Identify a set of parameters that should be grouped together.

During automatic graph scanning, any matches containing variables that have been identified as part of a linked group will be filtered out unless the match parameters are exactly equal to the ones specified in the linked group.

Args:

  • params: A variable, or a tuple or list of variables. The variables to be linked.
  • approximation: Optional string specifying the type of approximation to use for these variables. If unspecified, this layer collection's default approximation for the layer type will be used.

Raises:

  • ValueError: If the parameters were already registered in a layer or identified as part of an incompatible group.

eval_losses

eval_losses()

Return evaluated losses (colocated with inputs to losses).

eval_losses_on_samples

eval_losses_on_samples()

Return losses evaluated on samples (colocated with inputs to losses).

get_blocks

get_blocks()

get_factors

get_factors()

make_or_get_factor

make_or_get_factor(
    cls,
    args
)

Insert cls(args) into 'self.fisher_factors` if not already present.

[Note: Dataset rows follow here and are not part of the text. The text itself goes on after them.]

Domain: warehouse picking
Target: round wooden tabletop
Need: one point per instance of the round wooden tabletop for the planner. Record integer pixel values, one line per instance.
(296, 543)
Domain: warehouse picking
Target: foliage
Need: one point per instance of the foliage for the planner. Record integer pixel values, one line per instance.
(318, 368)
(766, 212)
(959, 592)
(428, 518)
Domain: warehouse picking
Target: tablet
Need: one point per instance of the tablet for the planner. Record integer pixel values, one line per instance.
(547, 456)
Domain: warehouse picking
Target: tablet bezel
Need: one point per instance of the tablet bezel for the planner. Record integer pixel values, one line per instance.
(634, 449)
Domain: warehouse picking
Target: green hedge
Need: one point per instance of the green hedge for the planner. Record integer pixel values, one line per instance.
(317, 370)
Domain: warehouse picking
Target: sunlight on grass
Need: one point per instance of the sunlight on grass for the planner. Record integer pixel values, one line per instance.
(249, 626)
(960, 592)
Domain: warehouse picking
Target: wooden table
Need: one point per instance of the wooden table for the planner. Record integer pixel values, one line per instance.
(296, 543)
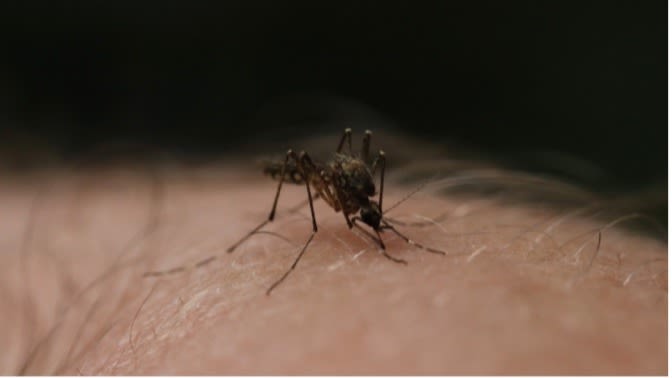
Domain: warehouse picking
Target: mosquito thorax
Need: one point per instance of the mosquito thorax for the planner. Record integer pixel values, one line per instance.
(354, 176)
(371, 215)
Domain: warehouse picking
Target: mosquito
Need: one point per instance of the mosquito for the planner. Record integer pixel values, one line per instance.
(345, 183)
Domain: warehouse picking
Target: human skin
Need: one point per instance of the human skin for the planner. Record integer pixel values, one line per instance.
(524, 289)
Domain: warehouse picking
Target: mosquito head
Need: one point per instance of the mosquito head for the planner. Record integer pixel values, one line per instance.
(371, 215)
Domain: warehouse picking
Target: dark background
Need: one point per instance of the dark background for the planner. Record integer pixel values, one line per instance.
(524, 79)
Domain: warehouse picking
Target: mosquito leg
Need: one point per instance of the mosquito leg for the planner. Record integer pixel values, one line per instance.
(380, 161)
(306, 165)
(347, 134)
(290, 155)
(409, 241)
(296, 261)
(377, 239)
(366, 145)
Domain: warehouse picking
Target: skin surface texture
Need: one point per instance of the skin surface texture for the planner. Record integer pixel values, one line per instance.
(524, 288)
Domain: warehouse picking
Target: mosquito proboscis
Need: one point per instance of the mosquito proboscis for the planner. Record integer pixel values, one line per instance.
(345, 183)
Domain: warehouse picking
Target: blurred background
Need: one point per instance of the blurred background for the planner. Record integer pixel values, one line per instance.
(570, 87)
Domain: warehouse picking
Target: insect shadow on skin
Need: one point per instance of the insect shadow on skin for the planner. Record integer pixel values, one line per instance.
(346, 183)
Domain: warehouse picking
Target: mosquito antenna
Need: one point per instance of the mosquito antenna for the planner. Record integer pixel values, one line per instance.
(410, 241)
(410, 194)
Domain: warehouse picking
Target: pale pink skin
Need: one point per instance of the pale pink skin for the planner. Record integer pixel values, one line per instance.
(514, 297)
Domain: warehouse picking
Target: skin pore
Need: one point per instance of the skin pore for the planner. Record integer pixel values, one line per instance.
(526, 288)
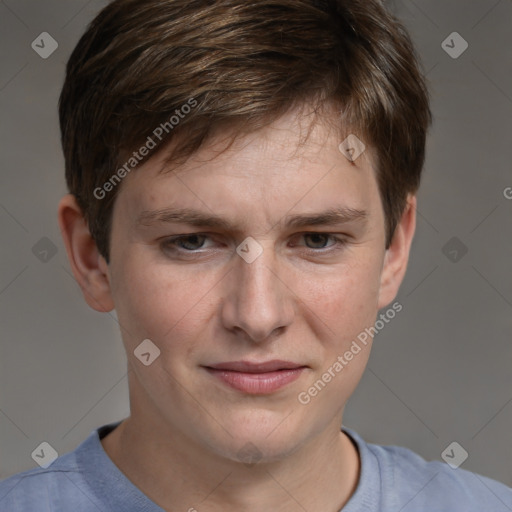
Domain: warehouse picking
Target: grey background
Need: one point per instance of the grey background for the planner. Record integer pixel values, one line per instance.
(440, 371)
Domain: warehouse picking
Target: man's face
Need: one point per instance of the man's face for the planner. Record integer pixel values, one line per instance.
(304, 299)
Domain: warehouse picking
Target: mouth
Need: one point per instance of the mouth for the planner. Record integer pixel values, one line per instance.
(256, 378)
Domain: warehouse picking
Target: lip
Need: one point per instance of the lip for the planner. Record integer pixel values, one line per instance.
(256, 378)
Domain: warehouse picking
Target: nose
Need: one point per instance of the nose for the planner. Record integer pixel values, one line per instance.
(258, 301)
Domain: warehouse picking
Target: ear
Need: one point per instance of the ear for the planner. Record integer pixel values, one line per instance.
(88, 266)
(397, 255)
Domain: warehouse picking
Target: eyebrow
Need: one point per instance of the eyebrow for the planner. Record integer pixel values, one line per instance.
(331, 216)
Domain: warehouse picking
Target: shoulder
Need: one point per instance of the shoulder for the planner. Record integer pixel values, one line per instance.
(63, 483)
(428, 485)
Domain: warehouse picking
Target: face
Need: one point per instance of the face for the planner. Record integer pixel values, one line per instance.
(273, 279)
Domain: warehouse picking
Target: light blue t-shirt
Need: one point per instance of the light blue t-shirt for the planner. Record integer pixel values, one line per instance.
(392, 479)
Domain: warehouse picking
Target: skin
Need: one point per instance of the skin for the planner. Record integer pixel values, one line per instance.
(304, 299)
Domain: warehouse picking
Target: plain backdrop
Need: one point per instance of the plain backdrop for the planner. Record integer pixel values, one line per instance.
(439, 372)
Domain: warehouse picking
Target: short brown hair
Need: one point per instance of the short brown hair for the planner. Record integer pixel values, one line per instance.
(245, 63)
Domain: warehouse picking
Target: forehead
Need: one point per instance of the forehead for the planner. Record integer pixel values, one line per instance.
(274, 170)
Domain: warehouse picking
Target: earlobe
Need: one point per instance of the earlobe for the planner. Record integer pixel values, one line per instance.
(87, 264)
(397, 255)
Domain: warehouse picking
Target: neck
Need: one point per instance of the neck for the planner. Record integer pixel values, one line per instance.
(178, 474)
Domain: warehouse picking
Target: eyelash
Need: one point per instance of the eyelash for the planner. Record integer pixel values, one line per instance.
(172, 243)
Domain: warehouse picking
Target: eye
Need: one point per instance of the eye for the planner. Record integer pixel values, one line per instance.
(319, 240)
(188, 243)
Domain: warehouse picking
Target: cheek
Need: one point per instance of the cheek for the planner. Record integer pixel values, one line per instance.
(161, 304)
(345, 299)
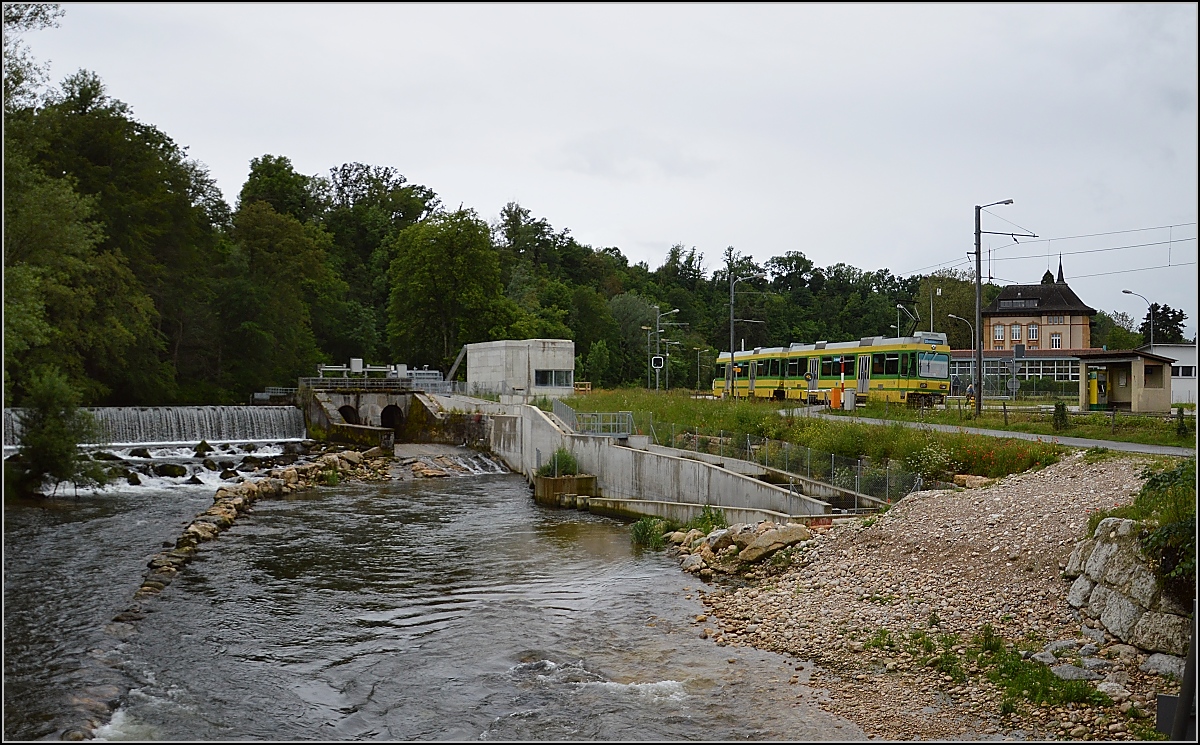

Wraps constructor in tf.variable_scope() to ensure variables constructed in cls.__init__ are placed under this LayerCollection's scope.

Args:

  • cls: Class that implements FisherFactor.
  • args: Tuple of arguments to pass into `cls's constructor. Must be hashable.

Returns:

Instance of cls found in self.fisher_factors.

register_block

register_block(
    layer_key,
    fisher_block,
    reuse=VARIABLE_SCOPE
)

Validates and registers the layer_key associated with the fisher_block.

Args:

  • layer_key: A variable or tuple of variables. The key to check for in existing registrations and to register if valid.
  • fisher_block: The associated FisherBlock.
  • reuse: Method to use for inserting new FisherBlock's. One of True, False, orVARIABLE_SCOPE`.

Raises:

  • ValueError: If layer_key was already registered and reuse is False, if layer_key was registered with a different block type, or if layer_key shares any variables with but is not equal to a previously registered key.
  • KeyError: If reuse is True but layer_key was not previously registered.

Returns:

The FisherBlock registered under layer_key. If layer_key was already registered, this will be the previously registered FisherBlock.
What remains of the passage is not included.